Override the defaults when you want overlapping pools:

paddings = tf.constant([[0, 0], [1,0], [1,0], [0,0]])
X_padded = tf.pad(X, paddings, "CONSTANT")
pool2d = tf.keras.layers.MaxPool2D(pool_size=[3, 3], padding='valid',
                                   strides=2)
pool2d(X_padded)

<tf.Tensor: shape=(1, 2, 2, 1), dtype=float32, numpy=
array([[[[ 5.],
         [ 7.]],

        [[13.],
         [15.]]]], dtype=float32)>

Or asymmetric pools per axis:

paddings = tf.constant([[0, 0], [0, 0], [1, 1], [0, 0]])
X_padded = tf.pad(X, paddings, "CONSTANT")
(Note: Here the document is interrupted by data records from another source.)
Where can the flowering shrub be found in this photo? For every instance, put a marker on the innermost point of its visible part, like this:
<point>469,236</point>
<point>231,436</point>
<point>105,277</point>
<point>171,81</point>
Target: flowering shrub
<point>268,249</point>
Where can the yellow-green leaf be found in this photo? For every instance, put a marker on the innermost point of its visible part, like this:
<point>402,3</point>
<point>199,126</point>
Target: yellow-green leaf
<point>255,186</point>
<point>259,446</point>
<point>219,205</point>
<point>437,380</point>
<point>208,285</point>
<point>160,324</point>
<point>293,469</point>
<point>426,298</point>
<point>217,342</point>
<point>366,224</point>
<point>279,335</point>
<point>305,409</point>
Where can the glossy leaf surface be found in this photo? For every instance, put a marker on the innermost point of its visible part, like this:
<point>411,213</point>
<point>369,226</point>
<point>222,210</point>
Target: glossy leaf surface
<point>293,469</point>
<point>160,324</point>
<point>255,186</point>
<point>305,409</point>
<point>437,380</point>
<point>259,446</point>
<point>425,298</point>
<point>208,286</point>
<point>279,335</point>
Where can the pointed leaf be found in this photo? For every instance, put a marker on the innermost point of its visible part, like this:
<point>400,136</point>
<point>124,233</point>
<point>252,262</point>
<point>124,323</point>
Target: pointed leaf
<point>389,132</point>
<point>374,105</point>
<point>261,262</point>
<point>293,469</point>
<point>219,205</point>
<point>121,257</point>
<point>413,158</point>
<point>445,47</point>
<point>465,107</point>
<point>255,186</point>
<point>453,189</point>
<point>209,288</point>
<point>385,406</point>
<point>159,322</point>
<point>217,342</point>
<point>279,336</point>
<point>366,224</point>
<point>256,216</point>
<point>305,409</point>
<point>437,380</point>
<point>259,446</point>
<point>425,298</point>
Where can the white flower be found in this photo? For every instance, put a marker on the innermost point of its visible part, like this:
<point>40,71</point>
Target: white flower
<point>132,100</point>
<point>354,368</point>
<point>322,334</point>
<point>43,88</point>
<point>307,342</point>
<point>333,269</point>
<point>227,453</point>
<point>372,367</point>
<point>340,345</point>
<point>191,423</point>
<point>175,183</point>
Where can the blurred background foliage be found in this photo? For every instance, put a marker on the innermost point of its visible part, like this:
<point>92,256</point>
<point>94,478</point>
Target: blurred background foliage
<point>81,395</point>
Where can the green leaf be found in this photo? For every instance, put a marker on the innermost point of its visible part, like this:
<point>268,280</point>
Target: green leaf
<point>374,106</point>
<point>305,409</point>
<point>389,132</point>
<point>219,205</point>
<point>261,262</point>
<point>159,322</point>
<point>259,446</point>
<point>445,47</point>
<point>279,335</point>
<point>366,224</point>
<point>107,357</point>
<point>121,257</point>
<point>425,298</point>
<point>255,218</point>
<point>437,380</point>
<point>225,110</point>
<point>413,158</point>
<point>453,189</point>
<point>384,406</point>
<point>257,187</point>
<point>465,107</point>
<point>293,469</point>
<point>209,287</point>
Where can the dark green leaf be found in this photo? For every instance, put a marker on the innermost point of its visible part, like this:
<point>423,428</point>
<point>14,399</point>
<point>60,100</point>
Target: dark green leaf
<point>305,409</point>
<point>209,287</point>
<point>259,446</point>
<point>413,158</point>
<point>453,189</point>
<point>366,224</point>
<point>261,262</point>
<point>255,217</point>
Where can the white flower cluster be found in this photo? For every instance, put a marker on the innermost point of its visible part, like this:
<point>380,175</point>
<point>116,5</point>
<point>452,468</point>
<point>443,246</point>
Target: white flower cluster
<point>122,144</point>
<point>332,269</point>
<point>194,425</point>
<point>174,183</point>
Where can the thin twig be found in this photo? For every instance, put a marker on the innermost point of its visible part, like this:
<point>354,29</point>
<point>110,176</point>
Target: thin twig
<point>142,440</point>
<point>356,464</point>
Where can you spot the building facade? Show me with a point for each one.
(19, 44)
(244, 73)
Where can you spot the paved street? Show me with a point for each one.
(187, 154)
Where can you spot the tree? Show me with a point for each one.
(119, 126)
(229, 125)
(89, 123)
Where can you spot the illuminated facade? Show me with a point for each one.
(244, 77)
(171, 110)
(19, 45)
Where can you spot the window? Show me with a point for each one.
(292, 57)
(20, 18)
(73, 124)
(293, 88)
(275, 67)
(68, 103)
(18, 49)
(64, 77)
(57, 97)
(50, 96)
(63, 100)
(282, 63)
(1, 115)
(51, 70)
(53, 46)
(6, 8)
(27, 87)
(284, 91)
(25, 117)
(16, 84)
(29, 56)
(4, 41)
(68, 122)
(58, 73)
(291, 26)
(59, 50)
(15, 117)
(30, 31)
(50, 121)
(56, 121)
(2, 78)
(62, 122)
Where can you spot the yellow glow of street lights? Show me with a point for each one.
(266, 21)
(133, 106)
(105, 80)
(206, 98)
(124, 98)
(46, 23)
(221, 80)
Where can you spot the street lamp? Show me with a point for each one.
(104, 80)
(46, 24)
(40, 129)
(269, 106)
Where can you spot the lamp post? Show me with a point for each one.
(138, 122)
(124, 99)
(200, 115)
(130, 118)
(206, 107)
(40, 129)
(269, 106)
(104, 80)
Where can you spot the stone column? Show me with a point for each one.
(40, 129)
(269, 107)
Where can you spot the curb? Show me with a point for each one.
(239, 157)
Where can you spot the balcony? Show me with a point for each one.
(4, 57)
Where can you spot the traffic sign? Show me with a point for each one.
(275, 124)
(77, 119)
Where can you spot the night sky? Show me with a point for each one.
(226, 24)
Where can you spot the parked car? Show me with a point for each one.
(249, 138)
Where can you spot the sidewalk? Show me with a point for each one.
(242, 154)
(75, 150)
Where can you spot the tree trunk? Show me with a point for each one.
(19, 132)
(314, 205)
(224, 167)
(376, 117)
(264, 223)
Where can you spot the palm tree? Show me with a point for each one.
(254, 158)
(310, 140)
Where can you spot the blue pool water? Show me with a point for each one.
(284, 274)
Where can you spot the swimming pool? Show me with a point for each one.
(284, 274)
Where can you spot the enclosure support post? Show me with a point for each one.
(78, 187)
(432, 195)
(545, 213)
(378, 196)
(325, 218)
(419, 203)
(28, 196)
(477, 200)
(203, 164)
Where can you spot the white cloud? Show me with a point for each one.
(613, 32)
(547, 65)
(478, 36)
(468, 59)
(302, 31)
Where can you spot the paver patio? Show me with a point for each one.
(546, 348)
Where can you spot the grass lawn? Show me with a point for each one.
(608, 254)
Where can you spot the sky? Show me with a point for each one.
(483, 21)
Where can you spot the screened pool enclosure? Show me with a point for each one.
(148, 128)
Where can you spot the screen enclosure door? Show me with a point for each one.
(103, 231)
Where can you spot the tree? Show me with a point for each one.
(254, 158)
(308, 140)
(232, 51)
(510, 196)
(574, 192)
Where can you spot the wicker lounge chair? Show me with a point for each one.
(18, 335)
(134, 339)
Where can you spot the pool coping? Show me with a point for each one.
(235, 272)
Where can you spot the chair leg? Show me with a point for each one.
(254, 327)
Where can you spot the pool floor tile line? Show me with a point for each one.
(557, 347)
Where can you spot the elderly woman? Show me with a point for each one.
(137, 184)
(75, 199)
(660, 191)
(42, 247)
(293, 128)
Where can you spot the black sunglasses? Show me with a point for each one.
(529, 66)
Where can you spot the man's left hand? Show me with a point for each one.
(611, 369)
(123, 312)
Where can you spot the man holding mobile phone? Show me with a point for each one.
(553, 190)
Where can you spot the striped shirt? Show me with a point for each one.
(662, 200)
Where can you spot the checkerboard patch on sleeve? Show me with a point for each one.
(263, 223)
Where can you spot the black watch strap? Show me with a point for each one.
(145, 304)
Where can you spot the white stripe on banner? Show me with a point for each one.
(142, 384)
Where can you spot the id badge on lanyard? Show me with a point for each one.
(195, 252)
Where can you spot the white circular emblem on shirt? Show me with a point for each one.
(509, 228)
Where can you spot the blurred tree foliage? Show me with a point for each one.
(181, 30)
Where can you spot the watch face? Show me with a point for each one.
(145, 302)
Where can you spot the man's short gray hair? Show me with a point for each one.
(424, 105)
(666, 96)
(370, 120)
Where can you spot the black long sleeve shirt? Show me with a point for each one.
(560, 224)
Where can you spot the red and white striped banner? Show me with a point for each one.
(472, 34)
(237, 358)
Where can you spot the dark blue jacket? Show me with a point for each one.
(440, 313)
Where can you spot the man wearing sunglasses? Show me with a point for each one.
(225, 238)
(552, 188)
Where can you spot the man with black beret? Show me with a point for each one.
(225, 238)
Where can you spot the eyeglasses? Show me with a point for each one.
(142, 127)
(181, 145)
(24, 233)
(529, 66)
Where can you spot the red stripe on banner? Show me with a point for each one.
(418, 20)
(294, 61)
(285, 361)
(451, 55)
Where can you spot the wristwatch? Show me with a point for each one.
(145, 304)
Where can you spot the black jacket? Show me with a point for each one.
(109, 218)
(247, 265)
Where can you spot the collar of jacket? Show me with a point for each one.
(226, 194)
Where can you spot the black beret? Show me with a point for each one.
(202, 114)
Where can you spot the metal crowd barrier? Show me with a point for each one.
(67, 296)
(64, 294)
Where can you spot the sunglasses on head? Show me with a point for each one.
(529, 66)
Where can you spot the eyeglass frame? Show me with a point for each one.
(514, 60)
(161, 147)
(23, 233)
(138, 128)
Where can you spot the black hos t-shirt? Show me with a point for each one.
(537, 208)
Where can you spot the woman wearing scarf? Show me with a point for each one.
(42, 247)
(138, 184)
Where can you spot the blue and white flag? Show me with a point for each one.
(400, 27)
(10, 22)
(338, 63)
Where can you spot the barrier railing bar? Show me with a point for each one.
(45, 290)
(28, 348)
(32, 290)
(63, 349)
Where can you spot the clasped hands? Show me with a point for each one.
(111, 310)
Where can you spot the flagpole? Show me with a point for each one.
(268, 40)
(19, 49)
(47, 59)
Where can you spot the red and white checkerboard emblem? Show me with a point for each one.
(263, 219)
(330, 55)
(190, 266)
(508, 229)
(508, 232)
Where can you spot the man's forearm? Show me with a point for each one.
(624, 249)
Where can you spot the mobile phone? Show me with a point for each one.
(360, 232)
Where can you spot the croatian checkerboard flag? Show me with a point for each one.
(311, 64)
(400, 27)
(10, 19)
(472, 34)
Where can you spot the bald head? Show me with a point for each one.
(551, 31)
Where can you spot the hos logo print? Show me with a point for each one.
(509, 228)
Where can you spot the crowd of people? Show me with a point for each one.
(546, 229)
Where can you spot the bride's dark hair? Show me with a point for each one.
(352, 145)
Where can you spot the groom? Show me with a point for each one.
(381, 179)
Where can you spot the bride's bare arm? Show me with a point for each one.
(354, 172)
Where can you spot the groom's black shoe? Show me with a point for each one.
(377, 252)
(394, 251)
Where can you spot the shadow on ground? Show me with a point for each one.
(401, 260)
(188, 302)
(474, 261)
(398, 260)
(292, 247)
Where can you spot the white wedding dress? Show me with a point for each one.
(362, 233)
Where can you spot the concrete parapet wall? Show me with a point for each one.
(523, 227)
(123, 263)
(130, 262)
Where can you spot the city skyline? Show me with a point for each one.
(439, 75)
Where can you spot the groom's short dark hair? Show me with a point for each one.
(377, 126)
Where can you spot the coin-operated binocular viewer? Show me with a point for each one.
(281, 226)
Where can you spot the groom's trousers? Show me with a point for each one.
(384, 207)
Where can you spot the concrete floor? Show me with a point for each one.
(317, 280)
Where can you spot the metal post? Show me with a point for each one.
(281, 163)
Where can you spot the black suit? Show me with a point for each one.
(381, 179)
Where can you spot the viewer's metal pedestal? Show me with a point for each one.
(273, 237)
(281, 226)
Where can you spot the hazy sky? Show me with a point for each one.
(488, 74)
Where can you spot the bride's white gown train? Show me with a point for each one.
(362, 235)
pool2d = tf.keras.layers.MaxPool2D(pool_size=[2, 3], padding='valid',
                                   strides=(2, 3))
pool2d(X_padded)

<tf.Tensor: shape=(1, 2, 2, 1), dtype=float32, numpy=
array([[[[ 5.],
         [ 7.]],

        [[13.],
         [15.]]]], dtype=float32)>

Multi-channel pooling

Convs combine channels (input channels feed every output channel). Pooling does not:

Each input channel is pooled independently.
Output channel count = input channel count.
Pooling has no notion of channel mixing.

# Concatenate along `dim=3` due to channels-last syntax
X = d2l.concat([X, X + 1], 3)
X

<tf.Tensor: shape=(1, 4, 4, 2), dtype=float32, numpy=
array([[[[ 0.,  1.],
         [ 1.,  2.],
         [ 2.,  3.],
         [ 3.,  4.]],

...
         [11., 12.]],

        [[12., 13.],
         [13., 14.],
         [14., 15.],
         [15., 16.]]]], dtype=float32)>

paddings = tf.constant([[0, 0], [1,0], [1,0], [0,0]])
X_padded = tf.pad(X, paddings, "CONSTANT")
pool2d = tf.keras.layers.MaxPool2D(pool_size=[3, 3], padding='valid',
                                   strides=2)
pool2d(X_padded)

<tf.Tensor: shape=(1, 2, 2, 2), dtype=float32, numpy=
array([[[[ 5.,  6.],
         [ 7.,  8.]],

        [[13., 14.],
         [15., 16.]]]], dtype=float32)>

Where pooling sits in modern architectures

Classic CNNs (LeNet, AlexNet, VGG): pool every few conv layers to halve spatial dims; final stack is fully connected.
ResNet / modern: pool less often — strided convs (stride=2) handle most downsampling. One initial max-pool, then strided convs.
Global average pooling: at the very end, average the entire feature map per channel. Replaces the fully-connected stack with a tiny linear classifier; drastically cuts parameters. Default in ResNet, ViT classification head, etc.

Recap

Pooling = window-slide reduction (max or mean), no learnable parameters.
2×2 max-pool with stride 2 is the classic spatial downsampler.
Provides limited translation tolerance: the output unchanged under sub-window shifts.
Per-channel — no channel mixing.
Modern nets downsample mostly with strided convs; pooling survives as global average pooling at the head, plus a max-pool in some stems.